Stripe just made its Link wallet a lot more useful for anyone who’s been experimenting with AI agents that need to buy things. The company announced today that Link, which already handles stored cards, bank accounts, and subscriptions for human users, now supports autonomous AI agents with custom approval flows.
This is one of those announcements that sounds dry on paper but actually addresses a real pain point. If you’ve tried to let an AI agent book a flight, order supplies, or pay for an API subscription, you’ve probably run into the problem of giving it too much access or none at all. Link’s approach is to let you authorize specific spending limits and approval rules, so the agent can act without you having to rubber-stamp every single transaction.
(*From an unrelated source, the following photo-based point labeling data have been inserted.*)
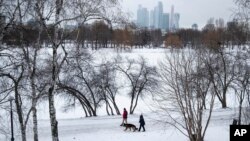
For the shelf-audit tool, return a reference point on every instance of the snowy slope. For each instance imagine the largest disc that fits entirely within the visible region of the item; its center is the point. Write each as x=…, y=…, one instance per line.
x=73, y=127
x=106, y=128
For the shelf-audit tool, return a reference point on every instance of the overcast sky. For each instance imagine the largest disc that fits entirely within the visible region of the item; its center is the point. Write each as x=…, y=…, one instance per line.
x=191, y=11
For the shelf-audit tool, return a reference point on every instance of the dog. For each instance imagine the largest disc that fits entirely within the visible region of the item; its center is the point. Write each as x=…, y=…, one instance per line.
x=130, y=126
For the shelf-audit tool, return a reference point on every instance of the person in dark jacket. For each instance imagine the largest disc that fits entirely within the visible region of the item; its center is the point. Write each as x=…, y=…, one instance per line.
x=142, y=123
x=124, y=116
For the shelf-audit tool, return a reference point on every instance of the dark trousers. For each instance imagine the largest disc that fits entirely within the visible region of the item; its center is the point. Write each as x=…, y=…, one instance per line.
x=142, y=127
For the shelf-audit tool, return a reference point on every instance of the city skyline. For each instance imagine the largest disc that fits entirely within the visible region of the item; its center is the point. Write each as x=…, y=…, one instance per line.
x=156, y=18
x=192, y=11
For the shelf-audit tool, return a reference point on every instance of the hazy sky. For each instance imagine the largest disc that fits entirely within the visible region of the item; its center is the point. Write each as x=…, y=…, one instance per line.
x=191, y=11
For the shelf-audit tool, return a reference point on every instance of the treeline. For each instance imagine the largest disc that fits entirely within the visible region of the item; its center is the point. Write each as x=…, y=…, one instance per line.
x=100, y=34
x=213, y=35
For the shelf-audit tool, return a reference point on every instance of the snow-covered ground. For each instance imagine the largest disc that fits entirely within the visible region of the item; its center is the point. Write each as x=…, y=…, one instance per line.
x=73, y=126
x=106, y=128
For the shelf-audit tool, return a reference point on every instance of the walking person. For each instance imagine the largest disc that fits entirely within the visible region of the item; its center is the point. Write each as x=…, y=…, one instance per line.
x=142, y=123
x=124, y=116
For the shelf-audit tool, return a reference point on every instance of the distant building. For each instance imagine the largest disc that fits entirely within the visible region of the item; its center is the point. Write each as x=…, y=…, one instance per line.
x=174, y=20
x=151, y=19
x=165, y=21
x=2, y=21
x=195, y=26
x=156, y=19
x=142, y=17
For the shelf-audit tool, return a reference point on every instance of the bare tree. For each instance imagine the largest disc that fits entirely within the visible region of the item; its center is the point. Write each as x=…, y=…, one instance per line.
x=107, y=83
x=142, y=78
x=241, y=85
x=221, y=70
x=180, y=97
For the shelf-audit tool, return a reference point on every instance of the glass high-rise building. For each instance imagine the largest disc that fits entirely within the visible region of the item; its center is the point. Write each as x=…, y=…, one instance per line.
x=142, y=17
x=165, y=21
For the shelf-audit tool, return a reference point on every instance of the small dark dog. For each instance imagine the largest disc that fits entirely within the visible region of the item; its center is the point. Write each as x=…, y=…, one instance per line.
x=130, y=126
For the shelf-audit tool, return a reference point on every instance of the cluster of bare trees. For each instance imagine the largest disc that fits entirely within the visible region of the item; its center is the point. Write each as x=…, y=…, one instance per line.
x=215, y=33
x=22, y=72
x=191, y=82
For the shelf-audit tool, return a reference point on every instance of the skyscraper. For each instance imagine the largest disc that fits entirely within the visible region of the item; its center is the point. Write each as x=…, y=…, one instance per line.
x=158, y=12
x=142, y=17
x=151, y=19
x=157, y=19
x=174, y=20
x=165, y=21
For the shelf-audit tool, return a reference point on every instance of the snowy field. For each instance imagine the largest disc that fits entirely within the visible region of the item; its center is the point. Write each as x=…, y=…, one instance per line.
x=73, y=126
x=106, y=128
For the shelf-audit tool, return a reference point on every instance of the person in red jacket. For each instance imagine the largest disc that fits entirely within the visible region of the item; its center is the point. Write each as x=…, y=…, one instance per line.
x=124, y=116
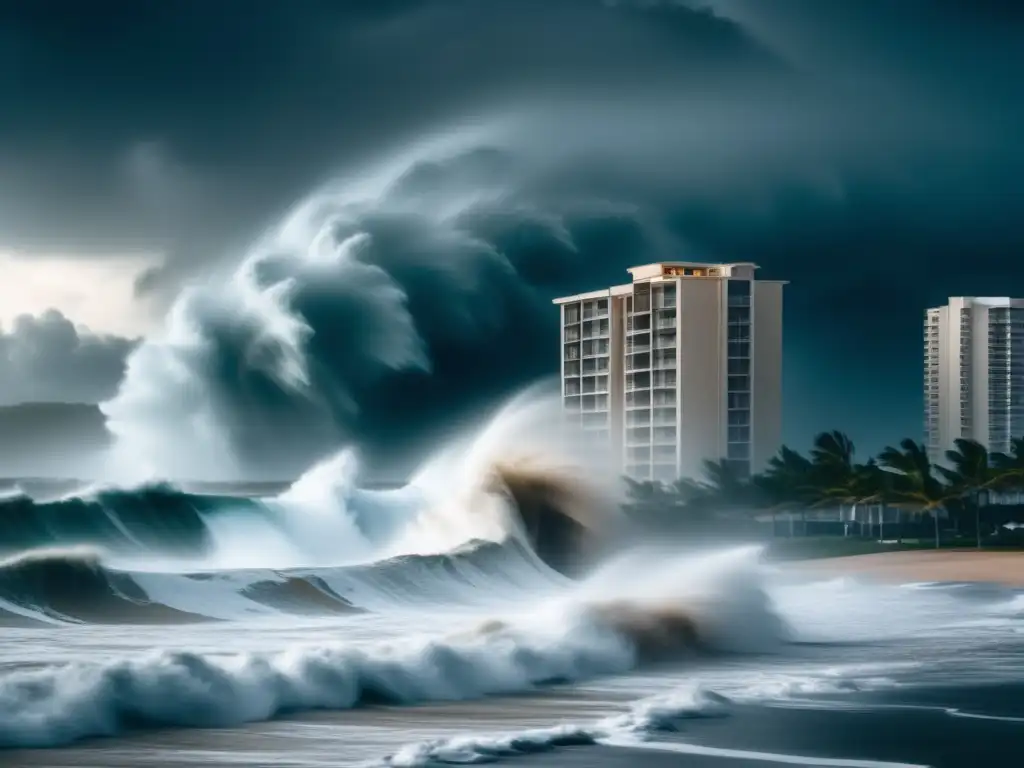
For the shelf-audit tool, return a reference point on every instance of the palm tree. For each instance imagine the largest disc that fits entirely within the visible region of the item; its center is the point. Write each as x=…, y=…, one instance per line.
x=862, y=484
x=785, y=483
x=970, y=473
x=914, y=485
x=834, y=471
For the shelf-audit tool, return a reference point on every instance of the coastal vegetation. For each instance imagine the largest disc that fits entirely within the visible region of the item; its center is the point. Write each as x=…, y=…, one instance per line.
x=829, y=489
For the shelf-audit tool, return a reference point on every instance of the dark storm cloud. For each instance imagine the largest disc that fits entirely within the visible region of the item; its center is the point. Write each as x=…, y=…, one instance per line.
x=48, y=359
x=868, y=152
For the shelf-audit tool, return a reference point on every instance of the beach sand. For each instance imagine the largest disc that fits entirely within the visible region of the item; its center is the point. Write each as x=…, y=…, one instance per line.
x=941, y=565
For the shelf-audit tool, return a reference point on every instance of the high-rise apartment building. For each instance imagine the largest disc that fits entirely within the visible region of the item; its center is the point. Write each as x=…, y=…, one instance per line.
x=974, y=373
x=683, y=364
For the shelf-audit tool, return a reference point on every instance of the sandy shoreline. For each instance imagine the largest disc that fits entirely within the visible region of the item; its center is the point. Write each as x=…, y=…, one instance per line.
x=923, y=565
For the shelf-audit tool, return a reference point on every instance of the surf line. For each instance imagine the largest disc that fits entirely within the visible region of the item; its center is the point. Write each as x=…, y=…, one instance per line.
x=763, y=757
x=816, y=704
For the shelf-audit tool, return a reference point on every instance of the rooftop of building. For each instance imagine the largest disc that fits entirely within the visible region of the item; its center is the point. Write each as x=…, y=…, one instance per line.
x=670, y=270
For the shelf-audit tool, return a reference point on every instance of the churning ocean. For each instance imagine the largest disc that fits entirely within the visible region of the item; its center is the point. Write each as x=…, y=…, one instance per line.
x=332, y=626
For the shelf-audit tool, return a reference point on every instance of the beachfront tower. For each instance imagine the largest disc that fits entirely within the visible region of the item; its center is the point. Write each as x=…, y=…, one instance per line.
x=682, y=364
x=974, y=373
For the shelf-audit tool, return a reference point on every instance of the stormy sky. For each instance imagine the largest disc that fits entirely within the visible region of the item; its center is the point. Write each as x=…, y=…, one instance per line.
x=486, y=156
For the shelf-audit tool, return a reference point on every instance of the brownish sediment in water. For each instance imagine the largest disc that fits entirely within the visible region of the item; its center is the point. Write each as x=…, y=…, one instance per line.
x=940, y=565
x=657, y=632
x=566, y=521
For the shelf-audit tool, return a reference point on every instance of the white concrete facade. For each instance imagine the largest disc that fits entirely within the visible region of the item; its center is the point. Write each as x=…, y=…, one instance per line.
x=680, y=366
x=974, y=373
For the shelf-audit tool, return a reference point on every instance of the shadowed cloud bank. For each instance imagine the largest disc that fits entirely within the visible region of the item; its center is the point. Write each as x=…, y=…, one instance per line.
x=411, y=289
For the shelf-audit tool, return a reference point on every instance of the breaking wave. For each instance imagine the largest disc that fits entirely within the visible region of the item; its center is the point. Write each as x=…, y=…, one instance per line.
x=496, y=551
x=564, y=638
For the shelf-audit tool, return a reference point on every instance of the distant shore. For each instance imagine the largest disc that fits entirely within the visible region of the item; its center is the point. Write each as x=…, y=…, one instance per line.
x=924, y=565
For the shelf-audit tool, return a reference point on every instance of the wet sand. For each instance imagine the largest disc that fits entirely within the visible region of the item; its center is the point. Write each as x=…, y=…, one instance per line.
x=941, y=565
x=871, y=731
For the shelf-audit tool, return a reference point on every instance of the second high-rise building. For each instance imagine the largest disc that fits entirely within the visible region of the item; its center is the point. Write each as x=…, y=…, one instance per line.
x=680, y=366
x=974, y=373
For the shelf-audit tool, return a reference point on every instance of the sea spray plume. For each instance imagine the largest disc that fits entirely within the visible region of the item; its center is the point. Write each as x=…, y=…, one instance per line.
x=526, y=475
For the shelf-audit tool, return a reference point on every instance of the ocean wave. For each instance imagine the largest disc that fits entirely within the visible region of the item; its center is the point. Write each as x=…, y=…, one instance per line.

The way it works is straightforward. You connect your payment methods to Link, then set up an “agent profile” with spending caps, merchant whitelists, and approval triggers. When the agent needs to pay for something, Link checks the request against those rules. If it’s within bounds, the payment goes through. If it’s above a threshold or to an unfamiliar vendor, you get a push notification to approve or deny.
This is higher than I expected from Stripe in terms of practical AI integration. A lot of companies are still trying to figure out how to let AI agents spend money without creating a security nightmare. Stripe’s solution isn’t revolutionary — approval flows have existed for corporate cards and parental controls for years — but applying them to AI agents in a structured way is smart. It keeps the human in the loop without requiring constant babysitting.
What I like about this is that it doesn’t pretend AI agents are ready to be fully autonomous with your wallet. Stripe is being realistic: let the agent handle routine, low-risk payments, but flag anything unusual. That’s the right balance for 2026. The technology isn’t there yet to trust an AI with unlimited spending authority, and pretending otherwise would be irresponsible.
There are some limitations worth noting. Link is US-only for now, though Stripe says international expansion is on the roadmap. You also need to have a Link account already set up, which means this only helps if you’re already in Stripe’s ecosystem. And the approval flow is currently limited to push notifications — no SMS fallback, no email-based approvals. If you miss the notification, the payment just fails.
But for developers building AI agents that need to buy things, this removes a major friction point. Instead of building custom payment infrastructure or handing over API keys with unlimited access, you get a managed solution that Stripe handles. I’ve seen teams hack together solutions using prepaid cards with low balances or virtual card APIs, but those are brittle. This is cleaner.
Stripe is also positioning this for business use cases, not just consumer wallets. Think about an AI procurement agent that orders office supplies, or an AI research assistant that pays for data subscriptions. The approval flows can be tied to team budgets and manager oversight, which makes it viable for companies that are nervous about letting AI touch their payment systems.
The timing makes sense. AI agents are moving from demo projects to production deployments, and payments are one of those boring but essential pieces that nobody wants to build from scratch. Stripe has the infrastructure and the trust to make this work. Whether other wallet providers follow suit remains to be seen, but this feels like the kind of feature that will become table stakes within a couple of years.